Content Note: This article contains details of weight loss efforts.
“What could you be doing instead of dieting, exercising, and thinking about food?”
My dietitian’s question completely stumped me. I didn’t spend that much time in the pursuit of a perfect body, did I?
Sure, I’d been dieting for years. I had, at times, taken it too far in high school, when I would go days eating barely anything, but “dieting” was different. Nothing in my extensive dieting history really compared to what began in January of 2018, though.
I’d just gotten back from a year abroad and started gaining weight. I was desperate to lose it all (and then some). I tried more diets than I want to admit, including keto, veganism, juice cleanses, and calorie counting, all while exercising four or five times a week.
Dieting all the time, I thought, was normal.
My dietitian knew all this. She knew that, before I started seeing her, I probably would’ve listed dieting as one of my hobbies.
And to clarify, my gynecologist tricked me (with good intentions) into seeing a dietitian who specializes in eating disorder recovery and Health at Every Size. After I brought up my diet and exercise regimen and hormone issues and mentioned that I was having trouble losing weight, she recommended this dietitian and, in desperation (to lose weight), I made an appointment.

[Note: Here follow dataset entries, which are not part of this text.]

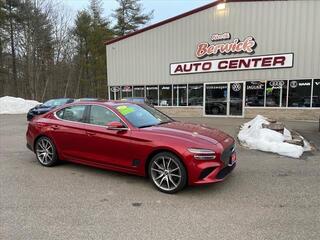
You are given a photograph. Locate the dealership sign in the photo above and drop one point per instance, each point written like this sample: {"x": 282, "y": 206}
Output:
{"x": 284, "y": 60}
{"x": 205, "y": 49}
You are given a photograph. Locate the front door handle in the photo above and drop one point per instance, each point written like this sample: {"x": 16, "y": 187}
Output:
{"x": 90, "y": 133}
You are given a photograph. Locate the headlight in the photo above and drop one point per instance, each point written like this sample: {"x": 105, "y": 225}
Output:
{"x": 202, "y": 154}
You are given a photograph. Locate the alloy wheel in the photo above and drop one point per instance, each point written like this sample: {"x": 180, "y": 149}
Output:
{"x": 166, "y": 173}
{"x": 45, "y": 151}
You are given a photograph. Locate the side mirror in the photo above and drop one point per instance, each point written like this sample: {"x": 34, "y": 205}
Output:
{"x": 117, "y": 126}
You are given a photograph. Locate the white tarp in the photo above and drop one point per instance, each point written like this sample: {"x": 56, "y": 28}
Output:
{"x": 13, "y": 105}
{"x": 253, "y": 136}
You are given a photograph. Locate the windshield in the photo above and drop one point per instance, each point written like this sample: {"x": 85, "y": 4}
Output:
{"x": 142, "y": 115}
{"x": 55, "y": 102}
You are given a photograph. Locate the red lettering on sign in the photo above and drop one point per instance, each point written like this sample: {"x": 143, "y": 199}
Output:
{"x": 223, "y": 65}
{"x": 206, "y": 66}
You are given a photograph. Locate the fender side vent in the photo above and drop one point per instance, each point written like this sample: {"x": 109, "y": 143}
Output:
{"x": 135, "y": 162}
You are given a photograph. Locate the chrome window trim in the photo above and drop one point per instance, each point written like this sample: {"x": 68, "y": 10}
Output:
{"x": 90, "y": 124}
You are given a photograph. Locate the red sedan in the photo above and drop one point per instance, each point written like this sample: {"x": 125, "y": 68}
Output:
{"x": 133, "y": 138}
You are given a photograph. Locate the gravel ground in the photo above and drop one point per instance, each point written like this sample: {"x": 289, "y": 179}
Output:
{"x": 266, "y": 197}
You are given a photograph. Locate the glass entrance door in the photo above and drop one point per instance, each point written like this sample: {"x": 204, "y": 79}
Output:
{"x": 236, "y": 99}
{"x": 216, "y": 99}
{"x": 224, "y": 99}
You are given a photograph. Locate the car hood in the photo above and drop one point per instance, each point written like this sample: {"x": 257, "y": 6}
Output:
{"x": 190, "y": 130}
{"x": 41, "y": 108}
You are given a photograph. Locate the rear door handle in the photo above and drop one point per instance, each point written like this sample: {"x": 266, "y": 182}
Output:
{"x": 55, "y": 127}
{"x": 90, "y": 133}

I thought my dietitian was going to teach me the secret to thinness, but instead I learned the secret name for my chronic dieting: an other specified eating disorder. I thought what I was doing was normal, but I didn’t realize (until very recently) how much of the richness of life I was missing.
I spent so much time obsessing over thinness. I weighed myself more than once a day. I kept food journals, logged meals in fitness apps, and scheduled four or five high intensity workouts a week. I created accountability group chats, hoping my friends would keep my calorie count in check.

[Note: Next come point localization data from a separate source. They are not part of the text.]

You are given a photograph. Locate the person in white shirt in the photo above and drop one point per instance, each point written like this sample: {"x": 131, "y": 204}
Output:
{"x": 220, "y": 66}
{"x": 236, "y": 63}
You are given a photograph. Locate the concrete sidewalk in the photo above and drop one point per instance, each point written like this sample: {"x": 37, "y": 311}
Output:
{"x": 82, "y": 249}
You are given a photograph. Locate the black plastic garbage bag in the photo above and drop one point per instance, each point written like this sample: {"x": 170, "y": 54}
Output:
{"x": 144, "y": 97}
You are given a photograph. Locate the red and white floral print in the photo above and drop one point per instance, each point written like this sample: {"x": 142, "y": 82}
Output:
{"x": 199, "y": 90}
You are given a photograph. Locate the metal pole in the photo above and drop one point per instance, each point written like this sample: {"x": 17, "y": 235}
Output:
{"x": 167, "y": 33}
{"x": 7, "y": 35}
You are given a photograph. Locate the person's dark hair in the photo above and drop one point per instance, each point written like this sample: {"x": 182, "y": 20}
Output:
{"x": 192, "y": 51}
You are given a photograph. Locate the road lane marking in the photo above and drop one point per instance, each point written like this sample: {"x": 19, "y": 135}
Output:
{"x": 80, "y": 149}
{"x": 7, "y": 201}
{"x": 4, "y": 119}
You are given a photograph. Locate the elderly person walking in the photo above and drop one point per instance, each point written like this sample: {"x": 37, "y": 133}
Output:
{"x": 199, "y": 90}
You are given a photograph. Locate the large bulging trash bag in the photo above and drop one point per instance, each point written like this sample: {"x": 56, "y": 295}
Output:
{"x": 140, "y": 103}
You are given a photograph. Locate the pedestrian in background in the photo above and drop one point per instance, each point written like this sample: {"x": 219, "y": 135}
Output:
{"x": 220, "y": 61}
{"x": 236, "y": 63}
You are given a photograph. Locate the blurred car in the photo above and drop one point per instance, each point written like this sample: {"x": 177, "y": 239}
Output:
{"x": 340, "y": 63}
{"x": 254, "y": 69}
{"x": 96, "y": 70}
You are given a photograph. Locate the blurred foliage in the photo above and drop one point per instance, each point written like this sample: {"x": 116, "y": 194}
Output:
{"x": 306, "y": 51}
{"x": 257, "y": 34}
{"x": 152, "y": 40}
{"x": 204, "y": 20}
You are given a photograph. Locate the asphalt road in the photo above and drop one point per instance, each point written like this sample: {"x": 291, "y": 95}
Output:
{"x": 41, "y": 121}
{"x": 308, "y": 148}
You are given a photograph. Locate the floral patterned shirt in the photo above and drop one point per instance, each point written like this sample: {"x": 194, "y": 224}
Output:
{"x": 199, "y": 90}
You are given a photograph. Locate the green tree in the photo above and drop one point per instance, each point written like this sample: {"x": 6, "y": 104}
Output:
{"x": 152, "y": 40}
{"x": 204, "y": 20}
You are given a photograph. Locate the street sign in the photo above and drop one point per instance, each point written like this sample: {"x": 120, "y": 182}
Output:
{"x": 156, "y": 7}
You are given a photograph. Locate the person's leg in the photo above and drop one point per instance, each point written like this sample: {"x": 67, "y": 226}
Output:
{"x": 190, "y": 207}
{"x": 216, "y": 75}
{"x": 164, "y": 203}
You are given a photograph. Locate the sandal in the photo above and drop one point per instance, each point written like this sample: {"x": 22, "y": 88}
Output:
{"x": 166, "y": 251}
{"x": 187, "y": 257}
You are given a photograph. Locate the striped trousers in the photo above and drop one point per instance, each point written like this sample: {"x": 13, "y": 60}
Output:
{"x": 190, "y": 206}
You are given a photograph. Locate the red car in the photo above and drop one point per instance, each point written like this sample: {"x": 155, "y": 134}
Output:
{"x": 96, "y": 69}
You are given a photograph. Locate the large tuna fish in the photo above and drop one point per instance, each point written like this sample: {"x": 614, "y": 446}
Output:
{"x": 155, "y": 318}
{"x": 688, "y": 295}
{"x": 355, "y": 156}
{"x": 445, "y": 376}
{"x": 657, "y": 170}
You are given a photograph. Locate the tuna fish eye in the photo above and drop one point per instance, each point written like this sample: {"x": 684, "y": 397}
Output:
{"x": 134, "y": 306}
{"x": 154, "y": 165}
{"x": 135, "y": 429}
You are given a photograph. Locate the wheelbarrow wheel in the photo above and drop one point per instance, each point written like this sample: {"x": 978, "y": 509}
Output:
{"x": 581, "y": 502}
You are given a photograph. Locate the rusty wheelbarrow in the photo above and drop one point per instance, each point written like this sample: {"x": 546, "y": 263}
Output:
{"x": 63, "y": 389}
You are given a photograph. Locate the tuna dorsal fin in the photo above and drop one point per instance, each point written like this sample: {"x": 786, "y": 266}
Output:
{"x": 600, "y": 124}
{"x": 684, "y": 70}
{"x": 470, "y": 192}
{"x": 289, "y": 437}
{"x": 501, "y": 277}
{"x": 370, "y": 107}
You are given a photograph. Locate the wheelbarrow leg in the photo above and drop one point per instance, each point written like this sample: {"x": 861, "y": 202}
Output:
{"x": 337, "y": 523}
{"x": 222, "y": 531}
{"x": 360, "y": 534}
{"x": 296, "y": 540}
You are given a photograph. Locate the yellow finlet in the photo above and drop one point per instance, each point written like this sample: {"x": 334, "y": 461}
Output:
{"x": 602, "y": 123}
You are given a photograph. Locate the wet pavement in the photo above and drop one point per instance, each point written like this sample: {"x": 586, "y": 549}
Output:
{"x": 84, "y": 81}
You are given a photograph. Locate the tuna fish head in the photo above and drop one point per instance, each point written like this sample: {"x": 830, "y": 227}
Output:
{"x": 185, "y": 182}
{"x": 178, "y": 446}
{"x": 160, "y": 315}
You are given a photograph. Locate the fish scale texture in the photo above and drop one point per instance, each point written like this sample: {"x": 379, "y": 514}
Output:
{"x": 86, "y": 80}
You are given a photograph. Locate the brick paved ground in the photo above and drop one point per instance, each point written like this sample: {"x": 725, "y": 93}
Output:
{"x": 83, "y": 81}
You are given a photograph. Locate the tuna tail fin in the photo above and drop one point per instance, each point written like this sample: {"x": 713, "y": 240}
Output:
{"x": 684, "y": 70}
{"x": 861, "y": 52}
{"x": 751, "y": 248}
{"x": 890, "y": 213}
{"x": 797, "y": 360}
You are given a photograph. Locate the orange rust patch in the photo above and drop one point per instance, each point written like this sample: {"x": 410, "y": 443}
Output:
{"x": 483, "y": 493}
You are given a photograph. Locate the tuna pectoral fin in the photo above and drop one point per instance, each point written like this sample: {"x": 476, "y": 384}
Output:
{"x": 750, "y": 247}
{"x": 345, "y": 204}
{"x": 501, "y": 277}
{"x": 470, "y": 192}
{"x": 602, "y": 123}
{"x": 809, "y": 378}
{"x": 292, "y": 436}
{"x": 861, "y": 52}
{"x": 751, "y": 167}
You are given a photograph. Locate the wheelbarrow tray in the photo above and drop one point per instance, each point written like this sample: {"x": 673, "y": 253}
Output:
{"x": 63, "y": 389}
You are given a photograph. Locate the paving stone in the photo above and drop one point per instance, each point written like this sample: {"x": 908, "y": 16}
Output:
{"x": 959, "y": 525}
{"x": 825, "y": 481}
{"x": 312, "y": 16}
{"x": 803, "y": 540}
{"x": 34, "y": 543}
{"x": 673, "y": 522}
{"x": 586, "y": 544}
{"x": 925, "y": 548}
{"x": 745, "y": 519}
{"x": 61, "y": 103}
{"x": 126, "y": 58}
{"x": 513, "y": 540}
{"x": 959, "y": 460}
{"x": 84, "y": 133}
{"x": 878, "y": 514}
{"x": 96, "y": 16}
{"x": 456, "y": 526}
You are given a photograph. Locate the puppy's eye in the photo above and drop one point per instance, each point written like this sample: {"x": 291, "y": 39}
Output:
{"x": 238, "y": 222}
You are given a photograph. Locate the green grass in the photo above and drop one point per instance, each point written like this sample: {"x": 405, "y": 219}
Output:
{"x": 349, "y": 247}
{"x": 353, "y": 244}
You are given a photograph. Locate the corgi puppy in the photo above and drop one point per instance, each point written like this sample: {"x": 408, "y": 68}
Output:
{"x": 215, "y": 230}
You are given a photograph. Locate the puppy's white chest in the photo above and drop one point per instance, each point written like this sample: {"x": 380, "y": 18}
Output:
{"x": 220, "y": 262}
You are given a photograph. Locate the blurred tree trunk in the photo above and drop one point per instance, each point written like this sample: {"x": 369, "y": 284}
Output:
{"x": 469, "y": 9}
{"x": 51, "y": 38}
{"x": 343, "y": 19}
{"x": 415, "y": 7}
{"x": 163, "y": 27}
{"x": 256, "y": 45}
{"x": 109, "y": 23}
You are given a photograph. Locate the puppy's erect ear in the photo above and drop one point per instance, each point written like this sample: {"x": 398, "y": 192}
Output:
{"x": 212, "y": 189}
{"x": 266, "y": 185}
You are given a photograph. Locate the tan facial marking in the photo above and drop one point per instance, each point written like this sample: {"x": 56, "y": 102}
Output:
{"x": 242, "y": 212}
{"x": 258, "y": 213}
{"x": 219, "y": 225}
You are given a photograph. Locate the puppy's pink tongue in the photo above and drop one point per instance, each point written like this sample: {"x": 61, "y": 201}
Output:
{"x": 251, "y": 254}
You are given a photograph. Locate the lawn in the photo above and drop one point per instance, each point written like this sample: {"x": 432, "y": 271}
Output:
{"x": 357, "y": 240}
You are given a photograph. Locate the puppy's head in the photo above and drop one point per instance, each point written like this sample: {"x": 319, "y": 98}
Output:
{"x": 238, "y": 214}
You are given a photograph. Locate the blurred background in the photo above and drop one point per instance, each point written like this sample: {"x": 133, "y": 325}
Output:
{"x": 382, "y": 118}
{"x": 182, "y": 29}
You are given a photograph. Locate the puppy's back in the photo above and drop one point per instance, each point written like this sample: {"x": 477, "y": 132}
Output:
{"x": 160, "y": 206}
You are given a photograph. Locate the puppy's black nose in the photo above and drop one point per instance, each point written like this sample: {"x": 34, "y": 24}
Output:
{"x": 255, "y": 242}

What I didn’t share was the shame I felt during late night binges or the hours I spent working off those calories.
Now that I’ve given up intentional weight loss, I have all that time back.

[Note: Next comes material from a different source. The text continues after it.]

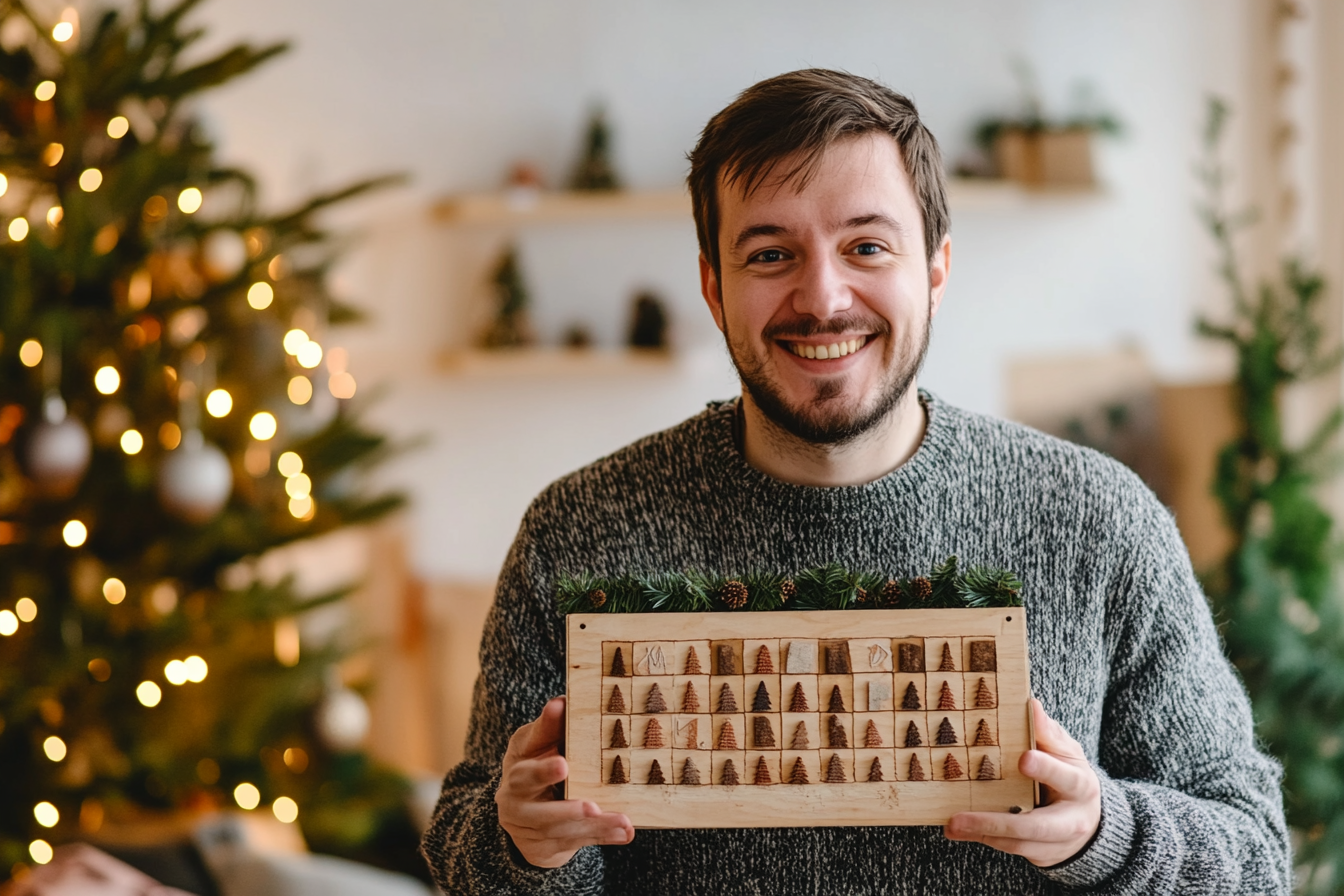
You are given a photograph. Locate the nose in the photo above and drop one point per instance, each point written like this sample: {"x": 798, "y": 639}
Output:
{"x": 821, "y": 290}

I’ve started writing, which means I might take a few nights off from working out to send pitches or research an article. Exercising my mind through writing has been a wonderful use of my time and a great creative outlet.
And instead of texting my friends to shame me out of eating, I Facetime them to plan trips together or complain about something other than my diet. I went to Greece with my best friend this spring, where we ate the most delicious foods and had the time of our lives.
The time I spent on fitness apps has been redirected to budgeting apps. This new obsession is more fun, more educational, and healthier — especially for my wallet. Weird how health foods cost a lot of money.
After ditching an obsessive exercise routine, I had the freedom to go to happy hour with friends without trying to reschedule a workout. The flexibility to do what serves me and my happiness has been life-changing.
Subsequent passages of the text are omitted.